Close-up Of Person Hands Holding Inhaler In Front Of Girl

PresenceLearning often highlights how the online delivery of special education related services is a powerful tool for schools in hard-to-reach locations or in areas experiencing therapist shortages. Similar to telepractice for therapy services, telemedicine for basic health examinations and treatments are growing in popularity in rural locations, nursing homes, prisons and now schools.

Stateline, published by The Pew Charitable Trusts, recently covered an instance at Ducketts Lane Elementary School in Elkridge, Maryland during which a student was having an asthma attack, but her parents had not yet signed a permission form allowing the nurse to administer medication. The student’s father was more than an hour away, but the student needed treatment immediately. This situation would typically require the school nurse to call an ambulance for the student; however, the school has a telemedicine program.

The school nurse set up a live, online video conference with an emergency room pediatrician at a local hospital. The student had earlier permission from her parents to participate in the telemedicine program so a digital stethoscope allowed the remote pediatrician to listen to the girl’s lungs, confirm the asthma attack, and direct the school nurse to administer medication. Instead of spending hours at the hospital, the student was back in class within 10 minutes.

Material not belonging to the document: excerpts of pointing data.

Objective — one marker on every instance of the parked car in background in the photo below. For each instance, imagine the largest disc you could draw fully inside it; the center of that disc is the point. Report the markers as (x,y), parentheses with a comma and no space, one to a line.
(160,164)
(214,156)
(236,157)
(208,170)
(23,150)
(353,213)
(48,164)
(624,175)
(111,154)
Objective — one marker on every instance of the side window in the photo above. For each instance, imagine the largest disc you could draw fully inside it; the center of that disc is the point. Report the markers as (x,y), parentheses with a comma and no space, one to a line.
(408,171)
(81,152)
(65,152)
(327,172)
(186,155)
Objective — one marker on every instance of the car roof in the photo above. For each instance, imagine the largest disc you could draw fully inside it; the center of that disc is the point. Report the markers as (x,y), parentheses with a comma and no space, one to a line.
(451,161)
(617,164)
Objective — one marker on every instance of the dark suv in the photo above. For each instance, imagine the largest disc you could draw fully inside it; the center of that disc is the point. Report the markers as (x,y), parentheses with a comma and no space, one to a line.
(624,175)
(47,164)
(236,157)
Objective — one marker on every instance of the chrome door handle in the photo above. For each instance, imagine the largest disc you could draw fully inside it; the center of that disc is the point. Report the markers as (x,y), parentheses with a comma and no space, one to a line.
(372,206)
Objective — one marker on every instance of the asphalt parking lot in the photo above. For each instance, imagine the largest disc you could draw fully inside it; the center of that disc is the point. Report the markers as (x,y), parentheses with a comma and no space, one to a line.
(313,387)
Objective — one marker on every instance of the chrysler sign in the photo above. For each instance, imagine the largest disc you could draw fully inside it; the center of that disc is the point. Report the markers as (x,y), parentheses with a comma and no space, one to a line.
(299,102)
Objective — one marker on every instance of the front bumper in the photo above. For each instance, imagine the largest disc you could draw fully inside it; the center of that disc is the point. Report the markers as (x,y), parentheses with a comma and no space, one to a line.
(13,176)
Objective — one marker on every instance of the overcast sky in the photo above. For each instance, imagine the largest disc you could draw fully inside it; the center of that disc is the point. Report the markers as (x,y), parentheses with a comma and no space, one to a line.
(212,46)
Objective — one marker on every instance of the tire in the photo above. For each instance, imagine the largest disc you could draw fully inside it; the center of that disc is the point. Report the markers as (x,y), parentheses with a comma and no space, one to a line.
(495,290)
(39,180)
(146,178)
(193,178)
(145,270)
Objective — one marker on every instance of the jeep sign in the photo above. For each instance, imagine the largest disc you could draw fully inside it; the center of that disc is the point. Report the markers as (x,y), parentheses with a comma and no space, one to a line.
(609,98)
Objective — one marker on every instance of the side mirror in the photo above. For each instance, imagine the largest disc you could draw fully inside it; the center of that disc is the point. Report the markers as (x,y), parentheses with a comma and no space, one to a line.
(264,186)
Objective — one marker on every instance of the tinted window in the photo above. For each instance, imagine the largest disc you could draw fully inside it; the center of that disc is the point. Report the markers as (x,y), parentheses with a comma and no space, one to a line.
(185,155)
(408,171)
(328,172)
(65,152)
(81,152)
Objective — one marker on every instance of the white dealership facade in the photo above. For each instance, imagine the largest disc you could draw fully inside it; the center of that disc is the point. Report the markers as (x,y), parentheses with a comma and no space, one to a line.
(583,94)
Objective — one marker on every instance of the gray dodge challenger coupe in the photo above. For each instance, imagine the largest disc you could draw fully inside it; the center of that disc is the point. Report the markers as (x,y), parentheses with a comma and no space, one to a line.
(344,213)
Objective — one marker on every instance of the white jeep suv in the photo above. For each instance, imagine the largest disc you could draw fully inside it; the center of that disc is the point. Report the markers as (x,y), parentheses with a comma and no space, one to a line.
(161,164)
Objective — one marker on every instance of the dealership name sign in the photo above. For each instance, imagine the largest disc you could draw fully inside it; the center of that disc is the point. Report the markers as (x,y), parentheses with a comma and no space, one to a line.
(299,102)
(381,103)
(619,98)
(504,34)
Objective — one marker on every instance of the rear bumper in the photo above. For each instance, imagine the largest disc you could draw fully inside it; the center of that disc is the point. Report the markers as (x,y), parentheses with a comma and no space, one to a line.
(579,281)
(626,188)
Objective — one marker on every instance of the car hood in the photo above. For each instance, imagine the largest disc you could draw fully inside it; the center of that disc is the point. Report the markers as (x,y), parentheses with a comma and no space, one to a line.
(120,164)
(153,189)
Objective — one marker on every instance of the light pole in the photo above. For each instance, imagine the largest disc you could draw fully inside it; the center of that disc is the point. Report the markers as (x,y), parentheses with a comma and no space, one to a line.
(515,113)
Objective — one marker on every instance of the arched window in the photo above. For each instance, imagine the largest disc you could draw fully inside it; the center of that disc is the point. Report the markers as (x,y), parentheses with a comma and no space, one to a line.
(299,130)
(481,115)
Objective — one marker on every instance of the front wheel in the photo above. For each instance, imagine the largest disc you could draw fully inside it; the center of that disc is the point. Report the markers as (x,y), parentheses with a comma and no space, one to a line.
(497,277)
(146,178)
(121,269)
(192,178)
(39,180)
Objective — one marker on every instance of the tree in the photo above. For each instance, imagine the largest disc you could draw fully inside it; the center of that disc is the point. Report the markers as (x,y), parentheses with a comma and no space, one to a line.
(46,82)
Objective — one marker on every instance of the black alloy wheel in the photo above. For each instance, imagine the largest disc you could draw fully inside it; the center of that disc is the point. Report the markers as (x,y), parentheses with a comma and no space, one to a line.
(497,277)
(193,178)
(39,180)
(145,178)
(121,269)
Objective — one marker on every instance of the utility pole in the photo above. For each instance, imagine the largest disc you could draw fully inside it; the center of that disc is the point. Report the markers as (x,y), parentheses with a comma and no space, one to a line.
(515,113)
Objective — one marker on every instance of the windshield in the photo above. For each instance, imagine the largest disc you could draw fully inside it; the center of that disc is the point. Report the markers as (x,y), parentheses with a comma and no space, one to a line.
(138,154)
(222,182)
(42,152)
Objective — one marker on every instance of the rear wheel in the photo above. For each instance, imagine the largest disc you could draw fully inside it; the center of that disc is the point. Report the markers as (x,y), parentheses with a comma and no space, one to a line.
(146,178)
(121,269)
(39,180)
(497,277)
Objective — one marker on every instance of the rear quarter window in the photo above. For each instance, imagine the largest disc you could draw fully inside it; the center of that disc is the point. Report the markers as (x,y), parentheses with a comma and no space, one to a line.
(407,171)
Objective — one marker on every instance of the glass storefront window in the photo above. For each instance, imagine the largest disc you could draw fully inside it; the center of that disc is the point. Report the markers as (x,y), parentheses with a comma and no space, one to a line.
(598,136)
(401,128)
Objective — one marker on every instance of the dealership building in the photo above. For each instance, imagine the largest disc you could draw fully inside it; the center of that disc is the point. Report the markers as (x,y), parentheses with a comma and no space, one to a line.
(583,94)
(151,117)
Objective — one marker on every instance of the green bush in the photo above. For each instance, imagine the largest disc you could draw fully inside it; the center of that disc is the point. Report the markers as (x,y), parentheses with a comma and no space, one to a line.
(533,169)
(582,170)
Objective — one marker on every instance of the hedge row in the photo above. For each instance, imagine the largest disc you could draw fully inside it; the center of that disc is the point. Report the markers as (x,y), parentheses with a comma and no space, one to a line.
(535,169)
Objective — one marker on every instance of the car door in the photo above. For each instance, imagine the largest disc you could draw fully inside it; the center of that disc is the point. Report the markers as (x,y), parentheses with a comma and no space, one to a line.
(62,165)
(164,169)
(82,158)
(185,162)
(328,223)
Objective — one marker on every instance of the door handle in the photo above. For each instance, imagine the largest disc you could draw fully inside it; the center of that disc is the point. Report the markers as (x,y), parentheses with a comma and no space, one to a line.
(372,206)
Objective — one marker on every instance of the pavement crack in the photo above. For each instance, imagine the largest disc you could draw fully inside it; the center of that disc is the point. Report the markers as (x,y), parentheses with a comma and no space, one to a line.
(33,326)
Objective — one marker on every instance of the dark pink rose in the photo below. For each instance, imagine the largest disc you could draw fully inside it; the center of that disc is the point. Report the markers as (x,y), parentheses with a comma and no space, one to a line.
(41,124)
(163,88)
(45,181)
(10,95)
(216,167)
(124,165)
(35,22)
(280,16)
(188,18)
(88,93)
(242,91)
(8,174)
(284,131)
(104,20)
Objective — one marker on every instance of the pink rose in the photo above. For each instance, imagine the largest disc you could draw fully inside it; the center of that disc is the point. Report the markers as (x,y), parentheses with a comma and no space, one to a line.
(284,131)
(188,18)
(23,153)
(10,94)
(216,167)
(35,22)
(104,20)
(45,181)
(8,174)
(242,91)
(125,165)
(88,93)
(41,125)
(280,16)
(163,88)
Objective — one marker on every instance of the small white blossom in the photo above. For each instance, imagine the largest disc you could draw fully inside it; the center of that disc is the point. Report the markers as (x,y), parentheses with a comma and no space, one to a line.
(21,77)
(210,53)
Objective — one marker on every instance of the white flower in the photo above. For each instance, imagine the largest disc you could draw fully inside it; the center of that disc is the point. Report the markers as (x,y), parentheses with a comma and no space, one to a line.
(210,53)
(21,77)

Ducketts Lane is one of six elementary schools in the county that implemented a telemedicine program back in 2015. According to Stateline, Former County Executive Ken Ulman launched the program because he believed “health disparities in lower-income areas of the county were depressing student achievement, and that telemedicine might help.”

In 2015, the six schools in the program conducted 150 telemedicine exams. As of January 2016, the count is 87. Of those students examined and treated via telemedicine, 98% immediately returned to their classes. The other 2% were contagious and sent home or had conditions that could not be treated via telemedicine.

These six elementary schools and PresenceLearning have that in common – we want to help students in need by connecting them with highly qualified clinicians, but do so in a way that allows for the least amount of time out of the classroom.